Several months following Sosa’s assessment with guidelines-based screening, the patient underwent minimally invasive pancreaticoduodenectomy (also known as Whipple procedure) performed by Sabino Zani, MD, a Duke surgical oncologist. The patient fully recovered after a challenging postsurgical course.

Approximately 1 year later, Sosa removed 3.5 parathyroid glands during sub–total parathyroidectomy and transcervical thymectomy; the latter procedure was performed for a possible thymic carcinoid, which is occasionally seen in MEN 1. Tissue from a single gland was cryopreserved at the Carolinas Cord Blood Bank at Duke in the event that the patient later requires that a parathyroid gland be implanted. Duke is one of few medical centers offering cryopreservation of the parathyroid gland.

In cases where total parathyroidectomy is performed, parathyroid tissue is immediately reimplanted into a patient’s arm to preserve function, but Sosa preferred to leave a portion of a gland in the neck. If the transplanted tissue fails following full resection, the patient could require calcium and vitamin D supplements every 4 to 6 hours, and her quality of life could be compromised.

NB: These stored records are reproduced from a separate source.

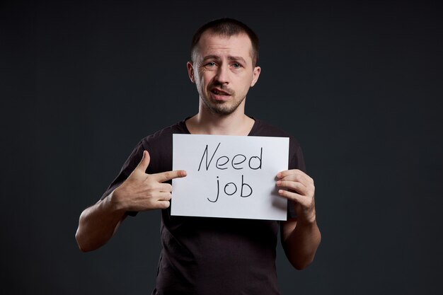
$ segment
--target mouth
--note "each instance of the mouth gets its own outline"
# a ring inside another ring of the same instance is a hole
[[[216,96],[231,96],[229,91],[225,91],[222,89],[214,88],[211,89],[211,93],[215,94]]]

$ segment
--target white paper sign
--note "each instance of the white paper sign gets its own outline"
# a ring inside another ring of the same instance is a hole
[[[276,175],[287,170],[287,137],[173,134],[171,215],[286,220]]]

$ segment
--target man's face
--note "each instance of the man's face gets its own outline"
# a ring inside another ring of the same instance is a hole
[[[246,34],[226,37],[205,32],[188,63],[203,106],[213,113],[229,115],[244,105],[260,69],[253,66],[252,44]]]

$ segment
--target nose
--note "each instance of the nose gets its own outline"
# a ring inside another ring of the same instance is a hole
[[[217,75],[215,76],[215,80],[220,84],[229,83],[229,71],[227,65],[222,64],[217,69]]]

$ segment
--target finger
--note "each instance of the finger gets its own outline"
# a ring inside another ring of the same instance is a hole
[[[302,195],[306,195],[309,192],[308,188],[303,183],[296,181],[279,180],[276,184],[279,187],[288,188]]]
[[[180,178],[186,176],[186,171],[184,170],[175,170],[173,171],[152,174],[151,176],[159,183],[164,183],[165,181],[171,180],[174,178]]]
[[[136,169],[140,170],[143,171],[143,173],[146,173],[148,166],[149,166],[149,161],[151,161],[151,156],[149,156],[149,153],[148,151],[143,151],[143,156],[142,157],[142,160],[139,165],[137,166]]]
[[[298,181],[304,185],[313,183],[312,178],[304,172],[298,169],[282,171],[277,175],[277,177],[280,178],[280,180]]]
[[[159,192],[171,192],[172,185],[171,185],[169,183],[159,183]]]
[[[306,202],[306,197],[297,194],[297,192],[289,192],[286,190],[279,190],[278,194],[287,199],[292,201],[297,202],[299,204],[303,204]]]
[[[169,201],[159,201],[156,202],[155,209],[166,209],[171,205]]]
[[[171,192],[159,192],[156,196],[158,201],[169,201],[172,197]]]

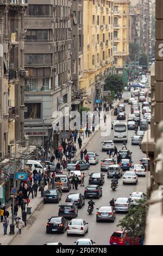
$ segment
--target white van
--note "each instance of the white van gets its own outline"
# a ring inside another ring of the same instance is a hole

Parathyroidectomy for MEN 1 is more challenging than that typically performed for sporadic primary hyperparathyroidism, in that the underlying cause of the disease is 4-gland hyperplasia rather than parathyroid adenoma.

Typically, patients with MEN 1 initially present with primary hyperparathyroidism, oftentimes at a young age; it occurs in more than 90% of patients with the syndrome. They also can develop pancreatic neuroendocrine tumors (and sometimes of the small bowel) as well as anterior pituitary tumors (often prolactin-secreting lesions). A pituitary tumor was not identified in this patient, but Sosa did remove an ectopic parathyroid gland from within the patient’s left thyroid lobe.

“She has recovered well from both procedures but will require lifelong surveillance for potential progression of her metastatic tumors, for possible recurrence of her primary hyperparathyroidism, and for the potential development of a pituitary tumor,” Sosa says.